As the months roll by, the issue of joblessness and especially the denial of the right to pursue happiness, success, etc., otherwise known as a raison d’êtra, will reach a breaking point where violence may be the proletariat’s only option.

The federal government has no choice even given polarized parties, wealth-driven politics and the cost of global warming, but to address joblessness which may be at a level commensurate with Venezuela today. The tax code, ensconced for generations as a capitalistic friend, must be dismantled in order to accommodate a very large portion of the US population.

Already in today’s democratic campaign for president, Andrew Yang has proposed a minimum income supported by taxes. A monthly distribution to citizens, especially those shut out of social participation, may be one way of preventing violence and stabilizing feelings of personal worth.

In a recent post mariner suggested that a new concept of having a job was to create a self-managed job. This is a job that a person assumes on their own for the good of their society. A pure example of this is a member of mariner’s family who has taken it on himself to improve the bare space around the base of trees along the sidewalk; he plants flowers and attractive greenery. He is satisfactorily employed but has taken on a role to improve his neighborhood. In the future, this approach to raison d’êtra will be a major way of defining work – and – it will need to be a source of income as well.
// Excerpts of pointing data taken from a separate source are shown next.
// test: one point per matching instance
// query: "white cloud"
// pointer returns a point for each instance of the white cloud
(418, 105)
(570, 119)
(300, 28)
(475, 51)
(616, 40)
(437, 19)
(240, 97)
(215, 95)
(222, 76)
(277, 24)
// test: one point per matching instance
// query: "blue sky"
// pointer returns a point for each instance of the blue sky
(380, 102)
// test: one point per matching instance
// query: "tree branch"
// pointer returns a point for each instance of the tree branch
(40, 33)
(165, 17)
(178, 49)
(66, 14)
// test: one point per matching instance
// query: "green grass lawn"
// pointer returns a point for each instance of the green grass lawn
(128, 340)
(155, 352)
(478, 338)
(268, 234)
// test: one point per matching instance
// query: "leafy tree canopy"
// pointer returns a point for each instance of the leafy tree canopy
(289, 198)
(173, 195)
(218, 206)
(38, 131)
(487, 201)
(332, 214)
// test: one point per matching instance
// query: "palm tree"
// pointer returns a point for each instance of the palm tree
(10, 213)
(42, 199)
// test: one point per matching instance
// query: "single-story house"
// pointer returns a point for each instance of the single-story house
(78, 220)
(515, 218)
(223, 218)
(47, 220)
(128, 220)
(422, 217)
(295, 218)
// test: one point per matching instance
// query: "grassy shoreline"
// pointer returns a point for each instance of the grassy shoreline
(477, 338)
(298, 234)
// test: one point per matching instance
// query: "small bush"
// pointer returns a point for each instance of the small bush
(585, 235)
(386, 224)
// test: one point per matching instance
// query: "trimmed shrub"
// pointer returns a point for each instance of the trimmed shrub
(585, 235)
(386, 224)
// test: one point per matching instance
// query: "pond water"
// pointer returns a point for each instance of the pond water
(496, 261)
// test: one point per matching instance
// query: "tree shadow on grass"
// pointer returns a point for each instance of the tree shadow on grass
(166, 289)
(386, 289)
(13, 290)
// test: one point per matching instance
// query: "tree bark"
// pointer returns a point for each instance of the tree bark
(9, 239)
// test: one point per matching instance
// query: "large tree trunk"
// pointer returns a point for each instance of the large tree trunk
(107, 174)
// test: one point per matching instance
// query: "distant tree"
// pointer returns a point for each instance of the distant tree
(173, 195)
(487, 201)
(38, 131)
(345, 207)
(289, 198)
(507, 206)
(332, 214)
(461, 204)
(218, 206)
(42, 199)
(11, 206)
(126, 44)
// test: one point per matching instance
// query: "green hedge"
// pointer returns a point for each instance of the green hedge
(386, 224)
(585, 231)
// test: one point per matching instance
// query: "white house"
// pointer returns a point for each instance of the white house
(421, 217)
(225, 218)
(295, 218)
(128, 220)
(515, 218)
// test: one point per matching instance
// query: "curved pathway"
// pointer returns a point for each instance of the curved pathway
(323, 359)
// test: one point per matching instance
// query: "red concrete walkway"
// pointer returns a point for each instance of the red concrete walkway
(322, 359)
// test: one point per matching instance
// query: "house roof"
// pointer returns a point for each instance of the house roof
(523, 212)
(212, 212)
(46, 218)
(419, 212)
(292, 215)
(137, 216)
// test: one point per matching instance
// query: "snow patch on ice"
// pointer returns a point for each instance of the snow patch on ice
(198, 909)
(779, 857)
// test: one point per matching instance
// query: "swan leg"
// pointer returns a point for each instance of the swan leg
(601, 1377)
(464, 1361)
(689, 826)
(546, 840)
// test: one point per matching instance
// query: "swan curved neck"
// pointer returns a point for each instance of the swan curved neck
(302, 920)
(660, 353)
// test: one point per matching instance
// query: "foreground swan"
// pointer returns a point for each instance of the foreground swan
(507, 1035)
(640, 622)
Another example is mariner’s neighbor who has chosen to maintain the gravel alley for his block. Again, income was not involved but, given the idea of a monthly distribution from the government, many otherwise unemployed citizens will find roles to play that will, mariner suspects, greatly improve the civility that is in short supply today.

If artificial intelligence and the corporations that control it are brought under control; if the tax structure shuts down abusive wealth and redistributes economic participation to the proletariat; if new job growth can be harnessed to deal with global warming; if international cooperation can be modified to support the economics of sustainability – maybe there will be some fun moments learning a new culture and new economics.

Ancient Mariner

 

Perceptions

Mariner once heard a politician complain about the (liberal) New England states and that the fathers of our country should have just continued the forty-ninth parallel past the Great Lakes to the Atlantic Ocean and left New England to Canada. This happened some fifteen or twenty years ago; even then mariner knew that the forty-ninth parallel crossed into the Atlantic at the mouth of the St. Lawrence River just south of Newfoundland. Self-perception, whether of one’s importance or one’s knowledge of facts, is not a good view of reality. A lesson for all of us; if we are to represent reality, it must be only after a fact check.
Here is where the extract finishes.